4. Finally, I have read on here that you want a certain type of foam for dampening the inside walls + port walls. What is the most common/cheapest way to obtain such material?

I am sure that many of these questions have been covered somewhere on this forum, but sifting through 1000's of pages of threads just takes so long.

Anyway, forgive a relative newbie for his ignorance.

Thanks in advance.


----------



## SteveCallas (Apr 29, 2006)

1) Any flare is better than no flare, so while 1/2" isn't ideal, you should still do it.

2) I'm not a fan of using any adhesive between the endcaps and tube myself, just tight tolerances, but if you must use adhesive, I'd use something viscous in fear of the tube absorbing it and getting mushy and weak. The interior of the tube is wrapped in a wax paper to prevent just that, but either way, on large scale projects, better to be safe than sorry.

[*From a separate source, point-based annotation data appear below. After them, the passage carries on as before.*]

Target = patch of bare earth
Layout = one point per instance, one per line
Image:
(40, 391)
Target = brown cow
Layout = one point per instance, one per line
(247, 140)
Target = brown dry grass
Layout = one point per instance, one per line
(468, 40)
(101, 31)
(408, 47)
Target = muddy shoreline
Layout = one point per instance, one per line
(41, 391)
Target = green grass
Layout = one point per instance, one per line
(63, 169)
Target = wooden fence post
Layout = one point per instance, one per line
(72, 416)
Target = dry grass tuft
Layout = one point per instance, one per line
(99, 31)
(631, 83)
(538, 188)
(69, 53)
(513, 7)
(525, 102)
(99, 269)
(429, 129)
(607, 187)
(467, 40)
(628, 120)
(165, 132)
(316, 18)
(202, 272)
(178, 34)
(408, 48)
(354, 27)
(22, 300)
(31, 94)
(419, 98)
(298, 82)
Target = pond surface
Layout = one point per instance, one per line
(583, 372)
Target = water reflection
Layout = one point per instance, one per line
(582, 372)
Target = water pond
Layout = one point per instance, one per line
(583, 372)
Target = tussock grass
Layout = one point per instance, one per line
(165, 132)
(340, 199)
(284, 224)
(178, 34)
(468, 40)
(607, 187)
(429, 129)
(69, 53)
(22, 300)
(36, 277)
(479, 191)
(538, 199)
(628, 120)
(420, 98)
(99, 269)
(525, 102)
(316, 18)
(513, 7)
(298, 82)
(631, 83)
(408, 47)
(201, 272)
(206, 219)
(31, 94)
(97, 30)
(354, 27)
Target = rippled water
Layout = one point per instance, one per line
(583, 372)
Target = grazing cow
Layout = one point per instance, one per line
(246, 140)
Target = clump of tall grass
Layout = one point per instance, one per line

3) I used large diameter dowel rods, the kind that are meant for handrails or bannisters. I've seen other people use 2" x 4", furniture legs, metal pipe with threaded rod inside, etc. It really doesn't matter what you use as long as it can support the weight and is rigid. If you've already glued your endcaps together, then I would consider using threaded rod through the cap, legs, and baseplate to hold it all together.

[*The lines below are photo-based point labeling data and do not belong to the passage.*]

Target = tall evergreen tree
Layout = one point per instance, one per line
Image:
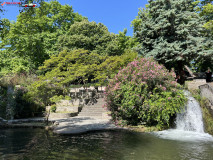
(171, 32)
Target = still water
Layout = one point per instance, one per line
(39, 144)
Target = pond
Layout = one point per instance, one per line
(113, 145)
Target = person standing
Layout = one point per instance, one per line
(208, 75)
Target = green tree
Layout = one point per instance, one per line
(36, 30)
(171, 32)
(94, 37)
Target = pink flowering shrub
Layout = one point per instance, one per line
(144, 92)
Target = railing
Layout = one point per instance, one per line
(86, 96)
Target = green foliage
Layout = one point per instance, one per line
(95, 38)
(56, 98)
(53, 108)
(19, 107)
(144, 91)
(172, 33)
(30, 40)
(40, 92)
(74, 68)
(207, 114)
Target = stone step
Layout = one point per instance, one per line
(90, 114)
(93, 110)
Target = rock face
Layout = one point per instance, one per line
(91, 118)
(2, 121)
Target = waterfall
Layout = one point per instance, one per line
(189, 124)
(191, 119)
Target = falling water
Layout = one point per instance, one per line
(191, 119)
(189, 124)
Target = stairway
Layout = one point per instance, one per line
(95, 111)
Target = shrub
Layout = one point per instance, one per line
(144, 91)
(53, 108)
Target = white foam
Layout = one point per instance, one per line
(189, 124)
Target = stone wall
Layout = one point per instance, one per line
(206, 91)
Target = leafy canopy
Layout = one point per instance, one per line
(171, 32)
(36, 31)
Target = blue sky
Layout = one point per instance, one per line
(115, 14)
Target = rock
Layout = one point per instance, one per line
(2, 121)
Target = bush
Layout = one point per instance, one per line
(53, 108)
(144, 91)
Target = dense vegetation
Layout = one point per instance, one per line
(51, 48)
(144, 91)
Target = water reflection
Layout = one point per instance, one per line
(40, 144)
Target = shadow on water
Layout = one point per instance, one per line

4) Polyester batting, fiberglass batting (pink insulation), or open cell foam all work, it's not critical. You can even jam cheap pillows between the top cap and port if you like.


----------



## CBMC (Nov 30, 2009)

Thanks Steve. So what is the viscous type glue would you recommend. My endcaps sort of stay in the sonotube by themselves, however, I would feel more comfortable with some glue to help hold the on. I have Gorilla Glue, Elmers Wood, and Liquid nails on hand.


----------



## Mike P. (Apr 6, 2007)

I used Elmers Wood glue on my tubes, it works well. There is a transparent release film on the inside of the tube that glue won't stick to, it peels off easily once you get it started.


----------



## CBMC (Nov 30, 2009)

Thanks Mike and Steve.


----------



## CBMC (Nov 30, 2009)

If I were to say buy a 1/2 collet router, along with a roundover bit, what size round over radius would you recommend? 1.5 inch, 1.25, etc. Also, would it be advisable to use flared donut rings on the port intake, if so, what size roundover there?


----------